12) Create new servers in minutes without needing hardware "on standby."
13) Compartmentalization in a single box
14) Shared everything while still fully separate
15) Workload manager: able to on the fly change how much resources are allocated to images AND (this is the cool thing, cause other VMs do that) give it goal times for operations. As in: Complete this task in 1/100th of a second, and it will allocate, on the fly, for that to happen, and it will guarantee it.
I think that's enough...I'm sure I'm missing some stuff, but that should be a good compilation.
One thing to note: I'm under 30, and didn't know that mainframes existed 5 years ago.
Mainframes are NOT the answer to all questions. Intel is NOT the answer to all questions. Itanium, Solaris, Power, etc...none are the answer to all questions.
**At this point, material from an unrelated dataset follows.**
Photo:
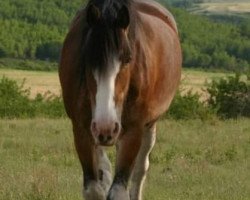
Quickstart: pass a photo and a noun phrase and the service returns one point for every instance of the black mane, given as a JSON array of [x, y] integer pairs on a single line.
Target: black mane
[[103, 39]]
Buy the right tool for the right purpose.
And scaling up a single mainframe gets exponentially more expensive; the price buying more commodity servers stays constant, meaning a linear cost of scaling.
Why do IT people (I'm assuming) make such lousy economists?
Think about it for just half a second. If you want to double the transactional capacity ("throughput") of your mainframe, you turn on more processor(s) inside the same box. (It's almost always inside the same box. A single mainframe can have massive capacity.) And you only do so when the mainframe is 100% busy for sustained periods, which it gracefully handles by the way without choking. You have zero reconfiguration to do to hardware, software, or applications: it's "on tap." (In fact, the machine itself can provision itself nowadays.) This is very cheap: doubling costs way, way less than the initial allocation. Also, up to 32 machines can share memory and operate as one, so if you are unusual and hit a single machine limit, no problem. It's only past 32 that you resort to partioning, traditional clustering, etc. -- and you've still got a lot more weapons at your disposal.
If you want to double your actual transactional capacity with highly distributed servers, you...well, it may be impossible. You better hope you have highly segmented and partitioned work for those servers to do, and that it is extremely well balanced so that it fits into little server buckets. The burden is mostly or entirely on you, the application developer, to figure that out -- and that's horribly expensive. (Because the work never is balanced, you have to install a bunch of servers that don't run continuously at near 100% busy, so you get less real-world performance out of each processor anyway.) But at the very least you have to more than double the number of boxes. And you have a lot of knobs to twist and turn to get your work settled into its new, large number of machines, so you better hope you don't need that extra capacity NOW. (Can't process those credit card transactions during a spike in demand? Sorry about that -- I guess your credit card company will just have skip collecting those millions of dollars.) And you get to hire and pay some more people to install, configure, and maintain those extra boxes. You also get to find more space in your data center (if you have it), consume more than double the power (if you have it), and run the air conditioning more than twice as hard (if you can). You pay Oracle, Microsoft, et. al. at least double, too. (That's not how mainframe softwre works: there are strong price curves, not lines.)
Fortunately there are some IT-economists in the world who understand this stuff.